I agree that people should not focus on OpenAI GPT killer, but mostly because it is a losing proposition, so they are basically wasting time after certain point. You can finetune 13b until it is blue, it will still not be OpenAi GPT.

But then, back to the top - YOU can finetune it to whatever you want. It just happened the other people want to make it a general GPT - toddler. I don’t. And I finetune it in whatever I want.

Still, 13b is playing with a toy car, 33b is playing with a toy truck. From 70b it starts to be more interesting (a toy airplane?) but it also require a bit different setup to play with it. So out of my toy box.

To think we are scratching at the feet of company that got 10B from Microsoft and can hire the brightest minds is unrealistic. We are not even playing in the same field. We are in a sandbox, somewhere near our mama’s home, they are in a big arena sponsored by big money. With a marching band and cheerleaders and beer and everything.

Feztopia@alien.top · 2 years ago

I don’t know I think Openhermes 2.5 comes close to ChatGPT 3.5 Turbo, in some tests I preferred Openhermes output. So for me it seems like reaching gpt is possible.
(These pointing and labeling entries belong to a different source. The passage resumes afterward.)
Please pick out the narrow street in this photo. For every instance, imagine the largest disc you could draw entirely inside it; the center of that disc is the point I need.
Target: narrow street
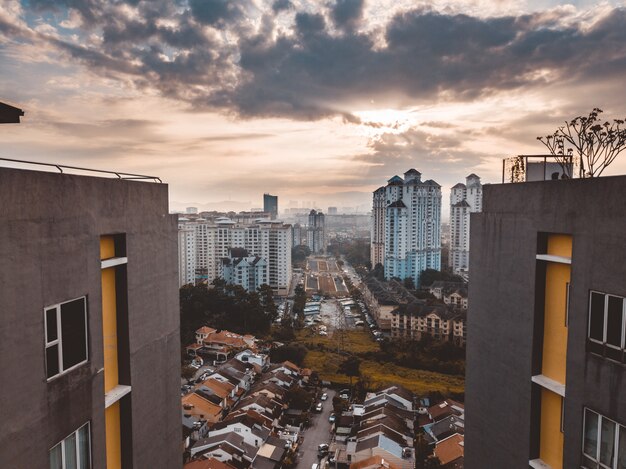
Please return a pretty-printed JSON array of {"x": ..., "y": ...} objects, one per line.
[{"x": 319, "y": 432}]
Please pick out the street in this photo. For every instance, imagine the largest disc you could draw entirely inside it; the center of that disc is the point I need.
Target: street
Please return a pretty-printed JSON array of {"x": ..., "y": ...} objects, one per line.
[{"x": 318, "y": 432}]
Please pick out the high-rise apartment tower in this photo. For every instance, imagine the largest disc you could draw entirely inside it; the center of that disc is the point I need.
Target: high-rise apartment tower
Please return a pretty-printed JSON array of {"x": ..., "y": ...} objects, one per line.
[
  {"x": 464, "y": 199},
  {"x": 406, "y": 226},
  {"x": 270, "y": 205}
]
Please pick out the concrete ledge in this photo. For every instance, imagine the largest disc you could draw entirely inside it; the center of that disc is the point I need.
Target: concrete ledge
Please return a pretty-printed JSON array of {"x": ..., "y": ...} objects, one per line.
[
  {"x": 112, "y": 262},
  {"x": 549, "y": 384},
  {"x": 115, "y": 395},
  {"x": 551, "y": 258},
  {"x": 538, "y": 464}
]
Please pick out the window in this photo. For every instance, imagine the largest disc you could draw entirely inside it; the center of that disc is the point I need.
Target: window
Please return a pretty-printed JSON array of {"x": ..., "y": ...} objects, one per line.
[
  {"x": 604, "y": 443},
  {"x": 73, "y": 452},
  {"x": 607, "y": 326},
  {"x": 65, "y": 336}
]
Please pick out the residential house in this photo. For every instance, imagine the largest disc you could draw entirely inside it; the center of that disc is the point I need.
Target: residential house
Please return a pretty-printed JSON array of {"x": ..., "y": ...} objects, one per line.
[{"x": 450, "y": 452}]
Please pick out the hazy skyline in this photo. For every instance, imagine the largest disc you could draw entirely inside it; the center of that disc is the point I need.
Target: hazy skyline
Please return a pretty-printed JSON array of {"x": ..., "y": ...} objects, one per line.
[{"x": 307, "y": 100}]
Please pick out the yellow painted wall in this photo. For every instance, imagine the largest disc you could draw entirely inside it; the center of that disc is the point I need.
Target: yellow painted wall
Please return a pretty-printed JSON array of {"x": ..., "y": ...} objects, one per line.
[
  {"x": 109, "y": 317},
  {"x": 555, "y": 332},
  {"x": 113, "y": 439},
  {"x": 551, "y": 438},
  {"x": 560, "y": 245}
]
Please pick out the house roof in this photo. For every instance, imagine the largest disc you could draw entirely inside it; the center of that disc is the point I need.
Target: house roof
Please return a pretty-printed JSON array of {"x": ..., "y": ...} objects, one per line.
[
  {"x": 462, "y": 203},
  {"x": 450, "y": 449},
  {"x": 445, "y": 409},
  {"x": 194, "y": 404},
  {"x": 219, "y": 388},
  {"x": 374, "y": 462},
  {"x": 230, "y": 442},
  {"x": 210, "y": 463}
]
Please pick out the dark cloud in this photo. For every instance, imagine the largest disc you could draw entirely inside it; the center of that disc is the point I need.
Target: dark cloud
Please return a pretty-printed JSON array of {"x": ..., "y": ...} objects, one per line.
[
  {"x": 347, "y": 13},
  {"x": 394, "y": 153},
  {"x": 313, "y": 72}
]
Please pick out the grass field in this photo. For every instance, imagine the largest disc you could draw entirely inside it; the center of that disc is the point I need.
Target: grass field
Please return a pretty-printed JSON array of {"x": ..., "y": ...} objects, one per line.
[
  {"x": 353, "y": 341},
  {"x": 326, "y": 362}
]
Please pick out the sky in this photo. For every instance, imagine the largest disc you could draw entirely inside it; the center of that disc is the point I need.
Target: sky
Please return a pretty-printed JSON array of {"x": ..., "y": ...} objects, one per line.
[{"x": 318, "y": 101}]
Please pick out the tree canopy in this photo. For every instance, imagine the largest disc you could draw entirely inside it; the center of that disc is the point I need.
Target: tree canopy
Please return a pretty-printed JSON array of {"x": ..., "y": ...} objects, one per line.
[{"x": 596, "y": 143}]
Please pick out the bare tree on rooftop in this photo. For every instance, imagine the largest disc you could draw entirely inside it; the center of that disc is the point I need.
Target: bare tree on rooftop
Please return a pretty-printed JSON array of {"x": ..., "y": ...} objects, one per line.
[{"x": 596, "y": 143}]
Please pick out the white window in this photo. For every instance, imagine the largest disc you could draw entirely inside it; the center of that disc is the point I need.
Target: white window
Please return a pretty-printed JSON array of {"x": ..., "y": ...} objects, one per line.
[
  {"x": 65, "y": 336},
  {"x": 73, "y": 452},
  {"x": 607, "y": 325},
  {"x": 604, "y": 443}
]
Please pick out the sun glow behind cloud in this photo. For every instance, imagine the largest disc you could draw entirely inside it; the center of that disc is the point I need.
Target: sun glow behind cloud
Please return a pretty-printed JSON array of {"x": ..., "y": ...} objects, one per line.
[{"x": 239, "y": 101}]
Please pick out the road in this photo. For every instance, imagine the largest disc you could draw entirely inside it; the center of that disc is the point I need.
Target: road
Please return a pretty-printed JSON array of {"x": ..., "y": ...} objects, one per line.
[{"x": 318, "y": 432}]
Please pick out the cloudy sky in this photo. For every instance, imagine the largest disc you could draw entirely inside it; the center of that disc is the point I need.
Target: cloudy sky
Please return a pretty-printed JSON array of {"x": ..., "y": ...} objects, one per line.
[{"x": 311, "y": 100}]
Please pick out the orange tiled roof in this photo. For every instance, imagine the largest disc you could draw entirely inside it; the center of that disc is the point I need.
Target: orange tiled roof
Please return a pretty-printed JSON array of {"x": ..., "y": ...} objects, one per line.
[
  {"x": 222, "y": 390},
  {"x": 210, "y": 463},
  {"x": 201, "y": 407},
  {"x": 450, "y": 449},
  {"x": 374, "y": 461}
]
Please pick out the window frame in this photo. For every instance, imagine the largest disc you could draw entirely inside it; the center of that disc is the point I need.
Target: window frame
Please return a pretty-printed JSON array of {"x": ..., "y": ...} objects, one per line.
[
  {"x": 616, "y": 437},
  {"x": 76, "y": 433},
  {"x": 603, "y": 343},
  {"x": 59, "y": 338}
]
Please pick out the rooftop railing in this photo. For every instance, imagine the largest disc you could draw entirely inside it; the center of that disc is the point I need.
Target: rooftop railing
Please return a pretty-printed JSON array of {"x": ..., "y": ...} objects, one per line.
[
  {"x": 65, "y": 169},
  {"x": 526, "y": 168}
]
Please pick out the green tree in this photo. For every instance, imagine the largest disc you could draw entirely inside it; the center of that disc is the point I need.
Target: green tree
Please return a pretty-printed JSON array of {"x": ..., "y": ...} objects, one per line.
[
  {"x": 267, "y": 301},
  {"x": 350, "y": 367},
  {"x": 299, "y": 254}
]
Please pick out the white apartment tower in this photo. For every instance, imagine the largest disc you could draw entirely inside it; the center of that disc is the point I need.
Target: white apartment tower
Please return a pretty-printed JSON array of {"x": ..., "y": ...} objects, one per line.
[
  {"x": 316, "y": 232},
  {"x": 464, "y": 199},
  {"x": 379, "y": 207},
  {"x": 186, "y": 254},
  {"x": 267, "y": 239},
  {"x": 406, "y": 226}
]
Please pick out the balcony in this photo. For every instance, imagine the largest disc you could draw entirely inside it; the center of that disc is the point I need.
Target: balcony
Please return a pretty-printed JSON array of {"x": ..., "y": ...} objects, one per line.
[{"x": 528, "y": 168}]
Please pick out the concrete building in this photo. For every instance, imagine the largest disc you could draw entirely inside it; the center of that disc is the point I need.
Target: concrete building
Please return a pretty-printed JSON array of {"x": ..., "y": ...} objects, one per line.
[
  {"x": 545, "y": 356},
  {"x": 270, "y": 205},
  {"x": 316, "y": 232},
  {"x": 249, "y": 272},
  {"x": 89, "y": 339},
  {"x": 267, "y": 239},
  {"x": 408, "y": 212},
  {"x": 464, "y": 199}
]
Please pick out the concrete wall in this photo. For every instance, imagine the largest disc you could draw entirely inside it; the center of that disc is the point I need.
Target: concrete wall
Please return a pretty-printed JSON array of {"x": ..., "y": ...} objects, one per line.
[
  {"x": 50, "y": 228},
  {"x": 501, "y": 352}
]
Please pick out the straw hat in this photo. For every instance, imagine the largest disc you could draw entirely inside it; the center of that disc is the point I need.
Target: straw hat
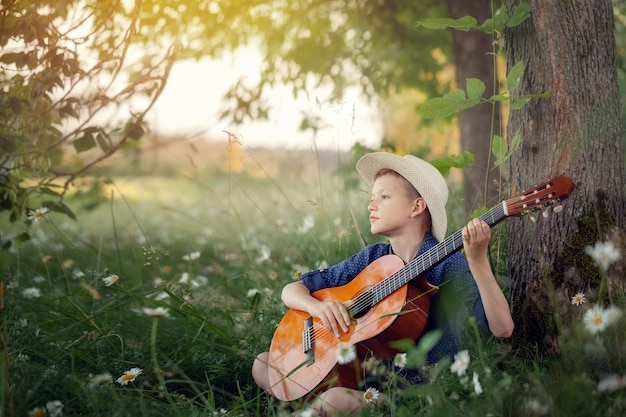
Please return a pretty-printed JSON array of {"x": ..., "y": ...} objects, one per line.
[{"x": 426, "y": 179}]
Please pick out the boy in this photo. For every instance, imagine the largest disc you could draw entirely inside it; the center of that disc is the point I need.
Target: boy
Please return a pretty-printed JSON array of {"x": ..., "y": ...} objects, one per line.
[{"x": 408, "y": 207}]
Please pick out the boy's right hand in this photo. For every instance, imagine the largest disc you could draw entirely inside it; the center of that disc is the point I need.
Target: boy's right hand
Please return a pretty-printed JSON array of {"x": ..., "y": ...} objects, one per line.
[{"x": 333, "y": 314}]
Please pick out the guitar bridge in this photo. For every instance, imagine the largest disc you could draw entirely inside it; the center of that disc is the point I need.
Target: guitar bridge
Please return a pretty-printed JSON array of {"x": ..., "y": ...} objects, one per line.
[{"x": 308, "y": 339}]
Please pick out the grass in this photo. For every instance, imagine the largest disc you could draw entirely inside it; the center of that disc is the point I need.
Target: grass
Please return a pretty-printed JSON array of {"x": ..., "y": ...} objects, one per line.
[{"x": 201, "y": 261}]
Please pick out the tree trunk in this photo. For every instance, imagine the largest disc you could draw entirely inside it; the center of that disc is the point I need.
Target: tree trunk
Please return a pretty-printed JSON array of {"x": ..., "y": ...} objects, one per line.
[
  {"x": 474, "y": 58},
  {"x": 568, "y": 49}
]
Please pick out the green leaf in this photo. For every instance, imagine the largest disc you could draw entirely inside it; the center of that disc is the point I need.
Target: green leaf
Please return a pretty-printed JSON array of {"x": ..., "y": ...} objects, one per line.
[
  {"x": 22, "y": 237},
  {"x": 496, "y": 23},
  {"x": 499, "y": 146},
  {"x": 438, "y": 108},
  {"x": 464, "y": 23},
  {"x": 519, "y": 102},
  {"x": 84, "y": 143},
  {"x": 514, "y": 76},
  {"x": 135, "y": 132},
  {"x": 475, "y": 88},
  {"x": 455, "y": 96}
]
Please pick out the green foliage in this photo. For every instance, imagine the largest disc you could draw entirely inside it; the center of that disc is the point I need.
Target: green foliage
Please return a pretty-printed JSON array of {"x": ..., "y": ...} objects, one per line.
[
  {"x": 62, "y": 67},
  {"x": 197, "y": 299}
]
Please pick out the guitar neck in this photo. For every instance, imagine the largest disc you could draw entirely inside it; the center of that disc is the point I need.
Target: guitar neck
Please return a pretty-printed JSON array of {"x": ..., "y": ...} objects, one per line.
[{"x": 432, "y": 257}]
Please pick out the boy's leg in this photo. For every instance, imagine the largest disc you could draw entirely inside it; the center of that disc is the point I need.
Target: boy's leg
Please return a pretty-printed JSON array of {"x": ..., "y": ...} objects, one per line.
[{"x": 260, "y": 371}]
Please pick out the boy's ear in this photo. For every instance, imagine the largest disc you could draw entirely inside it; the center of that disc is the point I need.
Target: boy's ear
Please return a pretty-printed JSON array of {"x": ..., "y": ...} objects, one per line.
[{"x": 419, "y": 207}]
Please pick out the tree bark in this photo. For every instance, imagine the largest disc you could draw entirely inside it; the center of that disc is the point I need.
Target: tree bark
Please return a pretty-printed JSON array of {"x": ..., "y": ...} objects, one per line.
[
  {"x": 568, "y": 49},
  {"x": 474, "y": 58}
]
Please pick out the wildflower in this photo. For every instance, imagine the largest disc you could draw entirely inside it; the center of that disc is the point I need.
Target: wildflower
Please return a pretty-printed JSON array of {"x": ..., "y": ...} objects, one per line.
[
  {"x": 604, "y": 253},
  {"x": 192, "y": 256},
  {"x": 400, "y": 360},
  {"x": 35, "y": 215},
  {"x": 307, "y": 224},
  {"x": 100, "y": 379},
  {"x": 612, "y": 383},
  {"x": 110, "y": 280},
  {"x": 461, "y": 362},
  {"x": 308, "y": 412},
  {"x": 370, "y": 363},
  {"x": 578, "y": 299},
  {"x": 595, "y": 320},
  {"x": 129, "y": 376},
  {"x": 31, "y": 292},
  {"x": 478, "y": 389},
  {"x": 37, "y": 412},
  {"x": 371, "y": 395},
  {"x": 346, "y": 354},
  {"x": 55, "y": 408},
  {"x": 536, "y": 407},
  {"x": 264, "y": 256},
  {"x": 156, "y": 312}
]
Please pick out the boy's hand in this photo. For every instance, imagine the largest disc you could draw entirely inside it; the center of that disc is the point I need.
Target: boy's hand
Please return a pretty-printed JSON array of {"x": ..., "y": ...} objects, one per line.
[
  {"x": 476, "y": 236},
  {"x": 333, "y": 315}
]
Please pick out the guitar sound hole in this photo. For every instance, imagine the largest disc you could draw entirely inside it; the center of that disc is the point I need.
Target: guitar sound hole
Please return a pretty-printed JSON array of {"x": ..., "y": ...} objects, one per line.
[{"x": 362, "y": 304}]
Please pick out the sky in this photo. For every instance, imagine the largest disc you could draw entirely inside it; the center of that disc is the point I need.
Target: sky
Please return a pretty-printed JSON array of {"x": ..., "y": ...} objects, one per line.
[{"x": 190, "y": 105}]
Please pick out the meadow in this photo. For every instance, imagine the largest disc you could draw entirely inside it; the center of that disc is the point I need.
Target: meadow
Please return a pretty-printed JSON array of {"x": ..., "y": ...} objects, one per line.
[{"x": 157, "y": 298}]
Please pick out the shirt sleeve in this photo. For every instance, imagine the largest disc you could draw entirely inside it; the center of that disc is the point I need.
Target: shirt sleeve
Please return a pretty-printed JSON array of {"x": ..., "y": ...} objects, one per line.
[
  {"x": 467, "y": 290},
  {"x": 345, "y": 271}
]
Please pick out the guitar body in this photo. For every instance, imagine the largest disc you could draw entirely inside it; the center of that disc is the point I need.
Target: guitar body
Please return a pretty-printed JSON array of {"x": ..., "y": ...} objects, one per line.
[
  {"x": 400, "y": 315},
  {"x": 387, "y": 301}
]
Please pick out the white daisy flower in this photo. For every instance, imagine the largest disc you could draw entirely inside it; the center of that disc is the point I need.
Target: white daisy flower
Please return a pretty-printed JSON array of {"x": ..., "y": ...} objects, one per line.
[
  {"x": 346, "y": 354},
  {"x": 156, "y": 312},
  {"x": 461, "y": 362},
  {"x": 536, "y": 407},
  {"x": 400, "y": 360},
  {"x": 371, "y": 395},
  {"x": 192, "y": 256},
  {"x": 308, "y": 412},
  {"x": 129, "y": 376},
  {"x": 55, "y": 408},
  {"x": 478, "y": 389},
  {"x": 578, "y": 299},
  {"x": 36, "y": 215}
]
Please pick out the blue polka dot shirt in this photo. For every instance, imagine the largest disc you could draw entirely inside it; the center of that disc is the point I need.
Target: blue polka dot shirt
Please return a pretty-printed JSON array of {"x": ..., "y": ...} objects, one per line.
[{"x": 457, "y": 298}]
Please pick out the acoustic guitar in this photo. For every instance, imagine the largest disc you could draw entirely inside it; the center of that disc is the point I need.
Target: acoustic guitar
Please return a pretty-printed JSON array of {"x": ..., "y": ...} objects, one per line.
[{"x": 387, "y": 301}]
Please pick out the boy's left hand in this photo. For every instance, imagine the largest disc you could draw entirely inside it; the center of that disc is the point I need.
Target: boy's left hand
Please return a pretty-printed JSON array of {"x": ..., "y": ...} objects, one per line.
[{"x": 476, "y": 236}]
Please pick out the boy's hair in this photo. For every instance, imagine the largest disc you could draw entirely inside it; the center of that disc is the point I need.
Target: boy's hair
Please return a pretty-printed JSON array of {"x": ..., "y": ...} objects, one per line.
[{"x": 411, "y": 192}]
And that’s what I want, an offline ChatGPT 3.5 like ai that can run on my phone (Mistral support for mlc is on the way which means Openhermes on my phone is on the way). So 7b models are in a sweet spot that they run on weaker hardware and still give useful output. Over the time I expect both that they run a bit more efficient and get a bit better. I don’t need the best ai if it doesn’t run on my phone which I have everywhere with me.